Tumlin “can handle myself in almost any situation, but I was just tongue-tied. I was trying to be a good bureaucrat while supporting the industry—being a partner with prudence. I didn’t even know that he had any idea who I was. So it was a very strange first meeting, and I think it set the tone for the challenges that we had following that with Cruise.”
State officials accused Cruise of withholding valuable information about one vehicle that hit and dragged a woman in October 2023. The woman was badly injured. Afterwards, General Motors severed ties with Cruise, forcing the company to terminate AV operations. Bloomberg reached out to an associate at Cruise, who offered no comment.
If you rely on Lyft and/or Waymo to get around, move to Phoenix.
In much the same way that Lyft and Uber severely strained the taxicab economy, Waymo strains an already suffering agency. It’s a symptom of this ever-worsening antisocial sickness pervading cities like San Francisco. We’re eager to dispossess countless others of their mobility for a quiet and homeless person-free ride from a faceless robot. It begs the question, why bother living in a city if you’re only willing to interact with people like yourself?
If that describes you, consider moving to Phoenix, Arizona. It’s the only other city where Waymo operates, and where xenophobia is all the rage. When asked if autonomous vehicles belong on such demanding streets as ours, Tumlin pointed to Arizona.
“Self-driving technology seems to work really well in a system like Phoenix that was designed for cars. The level of complexity that AVs have to deal with in a city like Phoenix is far lower than in a city like San Francisco.”
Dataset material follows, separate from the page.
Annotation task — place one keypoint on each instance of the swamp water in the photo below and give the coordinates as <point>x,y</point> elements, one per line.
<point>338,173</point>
Waymo is useless in walkable cities, of which the United States has very few, and we’re one of them. Car-centric cities with undesirable zip codes might as well lean in. If you’re set on rolling your way to adult-onset obesity, Phoenix is calling your name. Tumlin said it more politely:
“AVs might thrive accommodating automobile-dependent cities in a way that’s not soul-destroying. Being stuck in traffic congestion while having to operate a motor vehicle every day is exhausting. If you no longer need to worry about operating the vehicle and can make productive use of that time, it could create an interesting new economic model for cities like Phoenix.”